We hear that technology can’t solve anything because there’s no humanity to it, people ask “how can it understand feelings?” Now, there’s no denying that psychologists play a very important role in the solution. The professionals we have in North America are terrific and their roles are very important. But over 75% of mental health afflictions are mood & anxiety disorders of the mild-moderate-mildly severe range. This range has been proven, with hundreds of studies, that protocol-driven treatment like CBT has as good as, or better outcomes than the drugs. You learn life skills, so it's long-lasting. So what we did with BEACON, is we made a digital version of cognitive behavioral therapy, with a couple interesting changes.
There's no doubt that the therapist has a big role, not only helping you understand what's happening but in keeping you motivated, so we've added a full-time therapist to this. So you log onto BEACON, you get your own therapist. And this therapist isn't a bot, it's a person that sticks with you. The second thing is that we made it so every week we’re measuring outcomes, so we know - and these are validated measures - how well you are progressing through the system. Additionally, if you’re not doing well in the current treatment, we’ll move you to a different clinic, or move you to a different treatment. So really, the concept that we can specifically tailor this is a huge part of the digital experience.

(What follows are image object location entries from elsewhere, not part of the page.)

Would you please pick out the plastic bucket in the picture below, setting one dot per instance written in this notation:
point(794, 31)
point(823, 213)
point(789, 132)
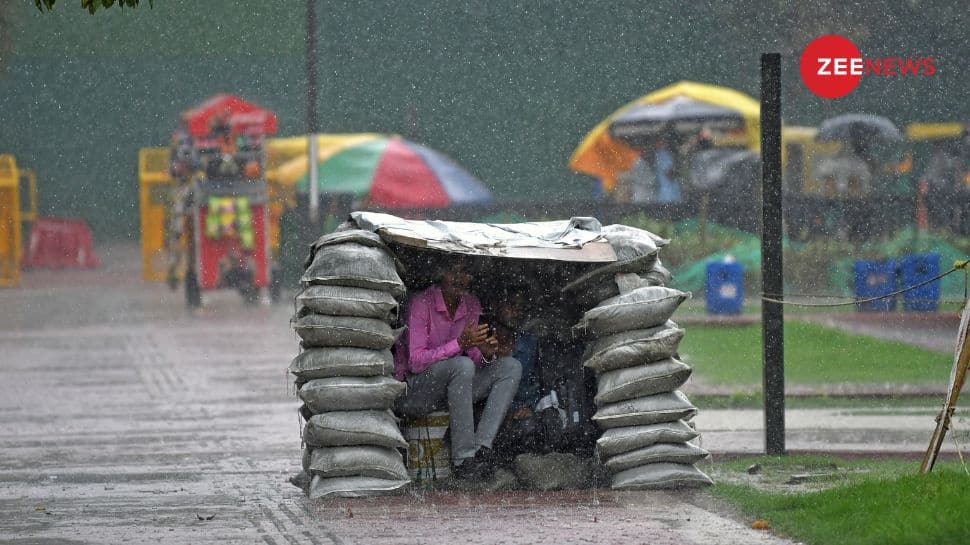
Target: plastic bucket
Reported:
point(429, 456)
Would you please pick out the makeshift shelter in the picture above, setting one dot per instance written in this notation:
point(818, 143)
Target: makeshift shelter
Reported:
point(606, 352)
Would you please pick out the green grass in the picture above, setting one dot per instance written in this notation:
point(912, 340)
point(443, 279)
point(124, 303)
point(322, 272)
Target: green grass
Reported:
point(813, 355)
point(865, 502)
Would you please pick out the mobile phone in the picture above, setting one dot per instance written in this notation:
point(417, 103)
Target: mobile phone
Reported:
point(488, 318)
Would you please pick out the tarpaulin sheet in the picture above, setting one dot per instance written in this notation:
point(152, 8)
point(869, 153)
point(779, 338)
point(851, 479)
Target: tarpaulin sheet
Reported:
point(576, 239)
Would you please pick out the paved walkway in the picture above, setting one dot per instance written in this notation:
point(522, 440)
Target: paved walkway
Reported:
point(124, 418)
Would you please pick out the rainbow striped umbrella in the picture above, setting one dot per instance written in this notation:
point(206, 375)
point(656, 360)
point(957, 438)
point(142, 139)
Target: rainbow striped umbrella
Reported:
point(387, 172)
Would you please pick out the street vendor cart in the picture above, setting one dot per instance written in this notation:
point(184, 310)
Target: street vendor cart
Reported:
point(219, 221)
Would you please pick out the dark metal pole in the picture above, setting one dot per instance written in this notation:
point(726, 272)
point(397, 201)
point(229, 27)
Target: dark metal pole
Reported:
point(311, 108)
point(772, 314)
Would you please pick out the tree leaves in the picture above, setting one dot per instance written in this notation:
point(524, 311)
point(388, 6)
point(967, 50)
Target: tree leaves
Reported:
point(93, 5)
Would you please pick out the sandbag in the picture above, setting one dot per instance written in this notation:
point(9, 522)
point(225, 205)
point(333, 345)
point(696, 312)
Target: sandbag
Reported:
point(364, 461)
point(661, 475)
point(636, 252)
point(612, 285)
point(354, 265)
point(350, 393)
point(324, 330)
point(348, 301)
point(641, 380)
point(619, 440)
point(345, 361)
point(631, 242)
point(666, 407)
point(346, 428)
point(630, 348)
point(343, 235)
point(353, 487)
point(658, 275)
point(641, 308)
point(679, 453)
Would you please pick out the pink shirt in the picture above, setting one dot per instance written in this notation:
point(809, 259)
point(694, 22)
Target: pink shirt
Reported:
point(432, 334)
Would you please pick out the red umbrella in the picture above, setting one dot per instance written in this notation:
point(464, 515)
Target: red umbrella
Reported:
point(243, 116)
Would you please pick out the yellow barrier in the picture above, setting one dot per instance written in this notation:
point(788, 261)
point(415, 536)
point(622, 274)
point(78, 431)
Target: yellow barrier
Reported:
point(10, 235)
point(154, 188)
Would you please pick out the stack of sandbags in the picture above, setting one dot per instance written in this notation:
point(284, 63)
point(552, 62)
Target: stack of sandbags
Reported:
point(344, 316)
point(632, 347)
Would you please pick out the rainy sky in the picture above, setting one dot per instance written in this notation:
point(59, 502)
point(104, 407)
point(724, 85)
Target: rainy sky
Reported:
point(506, 89)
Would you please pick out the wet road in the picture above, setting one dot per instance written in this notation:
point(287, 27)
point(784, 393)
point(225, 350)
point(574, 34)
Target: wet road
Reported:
point(126, 419)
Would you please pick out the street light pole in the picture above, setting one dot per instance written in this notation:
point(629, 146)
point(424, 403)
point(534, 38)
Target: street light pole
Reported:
point(772, 314)
point(311, 109)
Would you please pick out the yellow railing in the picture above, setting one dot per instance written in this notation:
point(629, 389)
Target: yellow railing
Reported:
point(10, 234)
point(154, 187)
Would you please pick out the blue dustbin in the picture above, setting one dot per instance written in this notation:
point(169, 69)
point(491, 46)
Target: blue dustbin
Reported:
point(914, 269)
point(872, 279)
point(724, 287)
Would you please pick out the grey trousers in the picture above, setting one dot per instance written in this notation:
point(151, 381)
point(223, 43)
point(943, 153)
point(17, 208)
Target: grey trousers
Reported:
point(455, 384)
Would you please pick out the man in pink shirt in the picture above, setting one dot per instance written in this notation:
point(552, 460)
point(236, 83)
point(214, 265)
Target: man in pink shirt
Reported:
point(449, 361)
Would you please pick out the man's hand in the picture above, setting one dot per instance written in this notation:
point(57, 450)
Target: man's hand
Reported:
point(473, 335)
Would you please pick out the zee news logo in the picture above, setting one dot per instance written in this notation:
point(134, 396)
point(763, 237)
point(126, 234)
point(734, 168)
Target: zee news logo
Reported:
point(831, 66)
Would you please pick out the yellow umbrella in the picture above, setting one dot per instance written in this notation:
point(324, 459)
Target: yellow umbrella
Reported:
point(603, 156)
point(292, 152)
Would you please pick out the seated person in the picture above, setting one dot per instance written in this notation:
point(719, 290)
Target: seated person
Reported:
point(519, 434)
point(449, 361)
point(514, 341)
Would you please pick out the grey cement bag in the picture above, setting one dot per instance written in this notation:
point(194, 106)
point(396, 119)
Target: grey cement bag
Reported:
point(613, 285)
point(350, 393)
point(641, 380)
point(345, 428)
point(347, 301)
point(341, 362)
point(658, 275)
point(343, 236)
point(659, 476)
point(641, 308)
point(630, 242)
point(354, 265)
point(619, 440)
point(631, 348)
point(323, 330)
point(654, 409)
point(679, 453)
point(636, 252)
point(363, 461)
point(353, 487)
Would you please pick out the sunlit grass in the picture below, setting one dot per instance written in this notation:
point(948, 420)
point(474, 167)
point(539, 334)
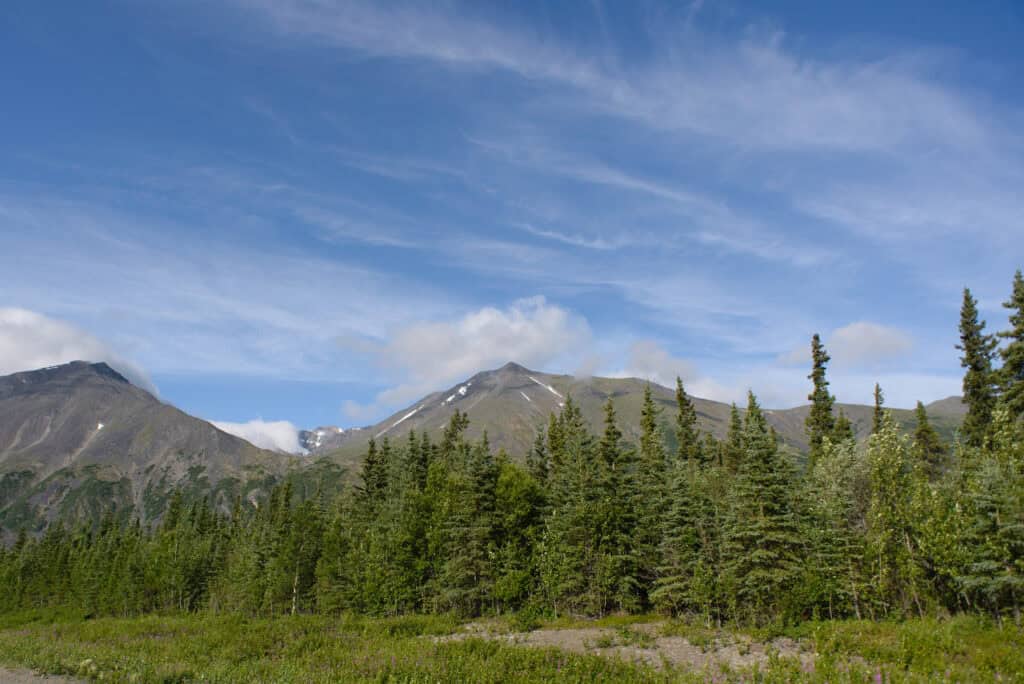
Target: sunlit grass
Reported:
point(310, 648)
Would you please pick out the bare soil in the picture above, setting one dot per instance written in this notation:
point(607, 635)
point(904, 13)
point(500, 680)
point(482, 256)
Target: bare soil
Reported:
point(28, 677)
point(646, 643)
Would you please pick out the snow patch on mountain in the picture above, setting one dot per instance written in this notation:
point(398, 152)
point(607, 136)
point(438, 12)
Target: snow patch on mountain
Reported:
point(547, 387)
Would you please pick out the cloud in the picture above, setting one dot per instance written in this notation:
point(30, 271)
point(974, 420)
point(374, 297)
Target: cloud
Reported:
point(865, 343)
point(754, 92)
point(30, 340)
point(650, 360)
point(431, 355)
point(276, 435)
point(860, 344)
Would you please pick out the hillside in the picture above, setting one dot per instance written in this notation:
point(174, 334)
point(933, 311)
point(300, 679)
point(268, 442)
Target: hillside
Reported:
point(78, 437)
point(512, 403)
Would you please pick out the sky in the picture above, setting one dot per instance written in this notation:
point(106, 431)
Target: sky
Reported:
point(299, 212)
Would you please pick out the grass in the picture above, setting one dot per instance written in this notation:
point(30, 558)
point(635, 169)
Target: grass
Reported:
point(305, 648)
point(311, 648)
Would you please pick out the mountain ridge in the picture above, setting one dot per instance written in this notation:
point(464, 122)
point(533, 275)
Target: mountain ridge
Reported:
point(513, 402)
point(79, 437)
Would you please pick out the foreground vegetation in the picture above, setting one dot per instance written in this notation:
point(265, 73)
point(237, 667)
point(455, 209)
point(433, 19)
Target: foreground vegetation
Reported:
point(316, 648)
point(705, 531)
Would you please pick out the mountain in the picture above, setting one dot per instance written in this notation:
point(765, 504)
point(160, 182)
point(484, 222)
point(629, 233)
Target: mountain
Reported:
point(78, 437)
point(327, 437)
point(512, 403)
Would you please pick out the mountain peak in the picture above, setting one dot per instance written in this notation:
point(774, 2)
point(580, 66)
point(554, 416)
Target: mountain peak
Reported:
point(70, 371)
point(512, 367)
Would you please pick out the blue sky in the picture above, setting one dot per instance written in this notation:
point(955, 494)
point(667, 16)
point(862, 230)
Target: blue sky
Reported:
point(316, 212)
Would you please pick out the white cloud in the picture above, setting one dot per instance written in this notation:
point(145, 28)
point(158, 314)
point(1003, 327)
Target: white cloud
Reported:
point(859, 344)
point(755, 92)
point(650, 360)
point(276, 435)
point(865, 342)
point(431, 355)
point(30, 340)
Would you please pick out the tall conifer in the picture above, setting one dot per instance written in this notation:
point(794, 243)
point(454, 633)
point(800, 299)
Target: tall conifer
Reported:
point(1012, 373)
point(879, 414)
point(979, 379)
point(820, 421)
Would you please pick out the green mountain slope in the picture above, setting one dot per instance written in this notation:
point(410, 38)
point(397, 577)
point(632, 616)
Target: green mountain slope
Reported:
point(512, 403)
point(78, 438)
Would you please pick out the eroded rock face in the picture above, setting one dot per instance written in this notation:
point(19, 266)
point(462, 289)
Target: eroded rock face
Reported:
point(79, 438)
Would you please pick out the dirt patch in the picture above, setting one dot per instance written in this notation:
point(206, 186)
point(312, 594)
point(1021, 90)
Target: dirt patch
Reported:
point(29, 677)
point(645, 643)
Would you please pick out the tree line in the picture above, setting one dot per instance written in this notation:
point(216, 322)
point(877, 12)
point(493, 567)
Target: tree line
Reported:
point(730, 529)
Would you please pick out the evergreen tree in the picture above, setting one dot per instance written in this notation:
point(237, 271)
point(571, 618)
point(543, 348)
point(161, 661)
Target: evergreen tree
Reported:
point(843, 429)
point(687, 439)
point(820, 421)
point(567, 552)
point(1012, 373)
point(879, 415)
point(994, 578)
point(652, 468)
point(762, 544)
point(928, 446)
point(616, 575)
point(732, 449)
point(979, 380)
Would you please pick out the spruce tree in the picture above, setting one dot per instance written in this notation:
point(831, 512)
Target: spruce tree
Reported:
point(928, 446)
point(843, 429)
point(1012, 373)
point(687, 439)
point(762, 545)
point(879, 415)
point(979, 380)
point(616, 578)
point(651, 473)
point(732, 449)
point(820, 421)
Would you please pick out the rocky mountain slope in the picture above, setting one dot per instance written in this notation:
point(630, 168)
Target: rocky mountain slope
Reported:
point(77, 438)
point(512, 403)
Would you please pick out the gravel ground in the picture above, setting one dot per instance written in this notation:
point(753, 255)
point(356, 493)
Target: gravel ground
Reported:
point(28, 677)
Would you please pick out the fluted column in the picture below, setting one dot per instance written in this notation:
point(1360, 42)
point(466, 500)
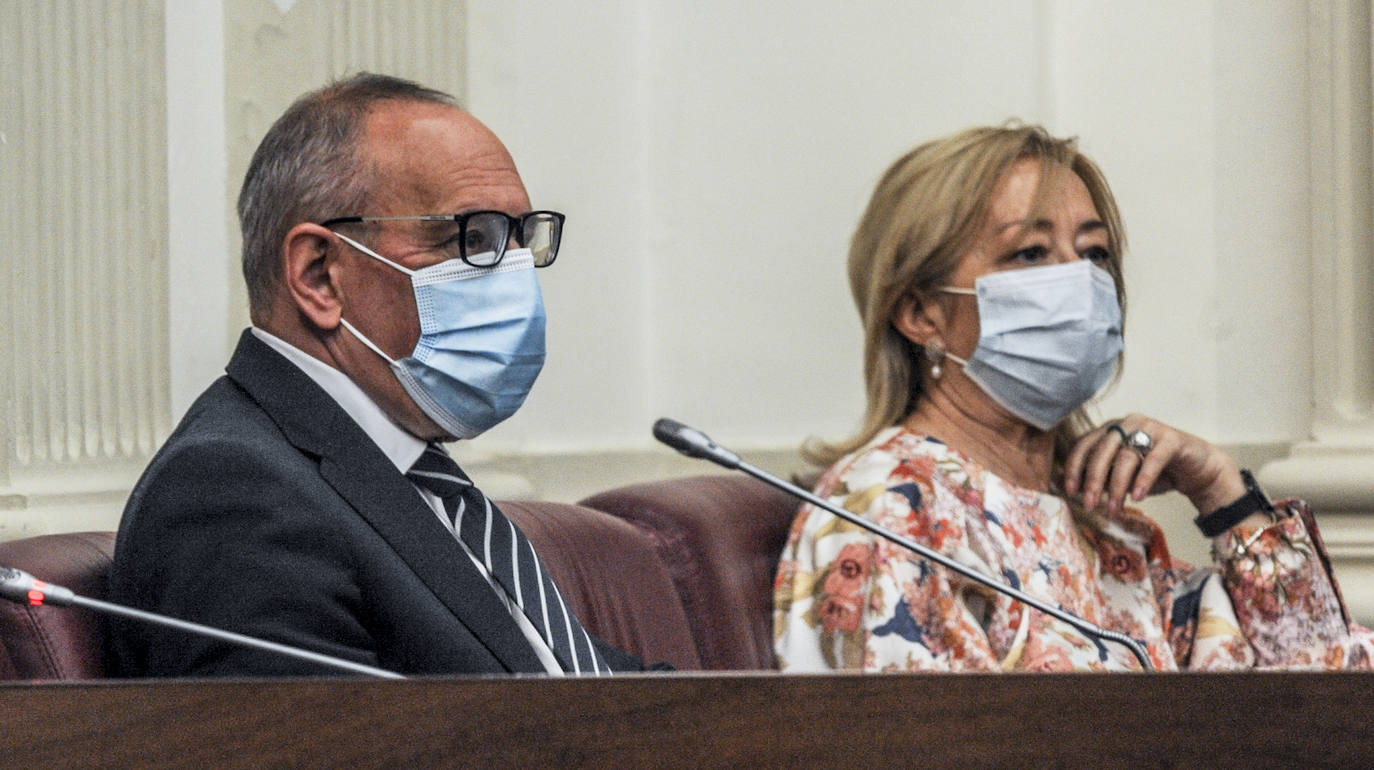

Finally, any mental health survey you look at - including the survey we did in which we spoke with 1,000 clinically depressed people - around 70-80% of the world won't go see a person. So, you can solve the 20% who will go see a person, but the fact of the matter is that most people won’t, and there's many barriers in a lot of cases. If you live in the North there might not be a therapist nearby, treatment can be very expensive, and what we've been able to do is we're eliminating these barriers. We've eliminated the barrier of time because you can use it when, where and how you want to. You can do it from your house or the gym, and the cost of BEACON is low as 10% of the cost of traditional psychology.
How does digital therapy differ from more traditional forms?
Digital therapy and the way we practice it is protocol-driven. Think of it as life skills coaching course. It really relies on you to do the work, and to put the effort in. It is not talk therapy - think of it as taking a course on learning how to deal with your anxiety, or your depression so you learn to deal with your thoughts and emotions on your bad days. It teaches you to really test your thoughts. In that same vein, my personal goal is that BEACON, or a form of BEACON, will be successful in every class, or every high school in North America. I want CBT to be taught because they are life skills that teach you how to deal with emotions, so the way to avoid problems in the 20s and 30s is to teach people upfront how to deal with it, same way we teach people upfront how to read and write. That way, when the tough times come - and they come to all of us - you'll have the life skills to help you get through those situations.
With technology rapidly growing, what do you envision for the industry in the next 5-10 years?
I think it's going to be a fantastic change for the better. If you look at mental health, it's becoming more acceptable to talk about. I think technology is providing a very safe environment that's allowing us to begin to do that. Today, there are thousands of apps that range from checking your daily mood, to platforms like ours that focus on treatment. There's this whole spectrum or eco-system of mental health options.
The health system in Canada puts the provider in the center of the circle. Really that should be flipped around so we can discuss what's best for the patient. What technology is allowing us to do is provide all of those - whether you need peer-to-peer, or psycho-education, or a quick course on dealing with stress. Technology allows us to flip it, to put the individual in the center to provide a terrific customized, informed path to help people get better, and stay better.
We're in a world that's focused on remediation. My vision and my goal is to flip it from that to work toward proactive prevention.